Igloo :: Well, then I am ready for my quickie first lesson of Sex w/ Mlehst 101. Fill me in on some of the naughty, abridged details.
AB :: Oh dear, well we had the full range: from milking maids to pony harnesses to anal beads. Then a lot of tracks titled such as “She made me a Sadist,” or ” I am the Mistress.” Pretty standard stuff, although, like I said, my interest wasn’t of a fetishistic nature. Funny enough I did read a review of the track I did based around a live phone performance to a U.S. radio station, where the reviewer commented on the sexual feel of my music -not quite sure about this. Do people have sex listening to this sort of music? Surely a bit of Luther Vandross goes down better?
Igloo :: Ahem. I plead the 5th. (Although, even though it may be TMI, I do admit to snogging to some early Sisters of Mercy in the day).
Change of Subject; I recently saw Joe Colley who performed within an artificial intelligence-based museum installation in Montreal. Watching him use a whole lot of intimate hand-held objects (ala Brume/Christian Renou), feedback from metals and other non-laptop-based electronics brought something quite alive to the performance. Are you interested at all in touring live?
AB :: Well, I did three live gigs before, two in London at an old anarchist club and one in Belgium. The london gigs were great fun – I mixed the sound live from tape at the first gig – at the second I gave a performance; tape was in the Walkman with a jump lead to the p.a. whilst I sat down and enjoyed a beer. A picture of this appears on the Secret History CD sleeve! As for Belgium, it was a disaster really and I didn’t want to do live stuff again. The p.a. man didn’t want to give us any volume, so it all sounded wimpy so after 10 minutes I gave up and packed up. The only highlights were my wife being sick in the gents toilets and turfing Glen Wallis out of the double bed at 3 a.m. so we could have a good night’s kip!!

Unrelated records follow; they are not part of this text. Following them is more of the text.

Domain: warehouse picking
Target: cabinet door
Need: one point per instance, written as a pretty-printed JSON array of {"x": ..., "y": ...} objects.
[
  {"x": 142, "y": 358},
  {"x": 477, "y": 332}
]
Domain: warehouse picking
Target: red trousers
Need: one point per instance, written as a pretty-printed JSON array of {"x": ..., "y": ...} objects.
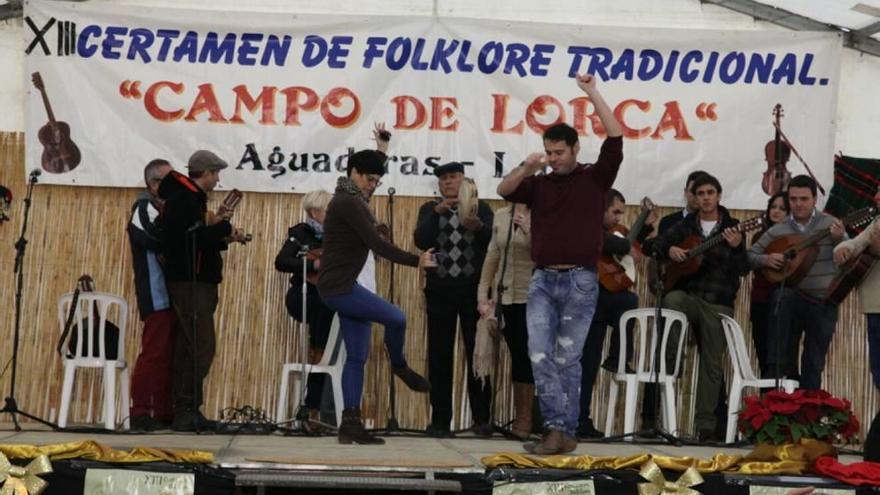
[{"x": 151, "y": 383}]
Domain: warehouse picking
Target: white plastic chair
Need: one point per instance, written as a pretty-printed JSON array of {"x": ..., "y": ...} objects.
[
  {"x": 90, "y": 306},
  {"x": 644, "y": 369},
  {"x": 329, "y": 364},
  {"x": 743, "y": 375}
]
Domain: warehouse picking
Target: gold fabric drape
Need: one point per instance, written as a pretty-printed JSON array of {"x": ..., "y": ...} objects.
[
  {"x": 95, "y": 451},
  {"x": 765, "y": 459}
]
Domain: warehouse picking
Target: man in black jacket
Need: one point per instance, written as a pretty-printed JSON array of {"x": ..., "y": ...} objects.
[
  {"x": 451, "y": 295},
  {"x": 151, "y": 382},
  {"x": 192, "y": 242},
  {"x": 708, "y": 292}
]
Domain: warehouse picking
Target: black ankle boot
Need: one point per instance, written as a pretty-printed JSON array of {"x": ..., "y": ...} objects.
[
  {"x": 352, "y": 429},
  {"x": 413, "y": 380}
]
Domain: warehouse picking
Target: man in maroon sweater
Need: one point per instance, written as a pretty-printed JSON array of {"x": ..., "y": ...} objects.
[{"x": 567, "y": 211}]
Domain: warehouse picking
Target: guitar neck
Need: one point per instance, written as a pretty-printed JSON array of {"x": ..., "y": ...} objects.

Igloo :: Zzzzzzzzzzz. I’ve been there and done that. I mean – I have seen the weirdness between the performer and the structure of a club where there is no communication. Though, I hope that hasn’t completely soured you from playing live as it would be great to see you do your thing sometime -and I think there are a lot of amenable places to perform, many more technically sound avenues these days.
Speaking of sound, an almost preposterous question one needs to ask for documentary purposes only -What does the word “noise” mean to you?
AB :: Two things: one, an un-listenable racket. Two: a structured musical event.
To me, I see experimental/abstract/noise etc, as music not art (even though music is art – are you following me? ha! ha!). That it has a beat or is played on instruments or not is irrelevant. It’s the experience of the listener that is important whether a two-minute pop song or ten minutes of feedback.
Igloo :: Lathe, cassette, CD, MP3 -What is your preferred format and why? And could you discuss the appeal of extremely limited editions and how it relates to the listening culture of Y2K+?
AB :: I still love real vinyl more than anything else, though my current collection is tiny due to lack of space. It basically consists of Whitehouse LP’s, the Sutcliffe Jugend 10 LP box-set and a set of 1960 rockabilly 45’s. Can anyone express the magic of vinyl?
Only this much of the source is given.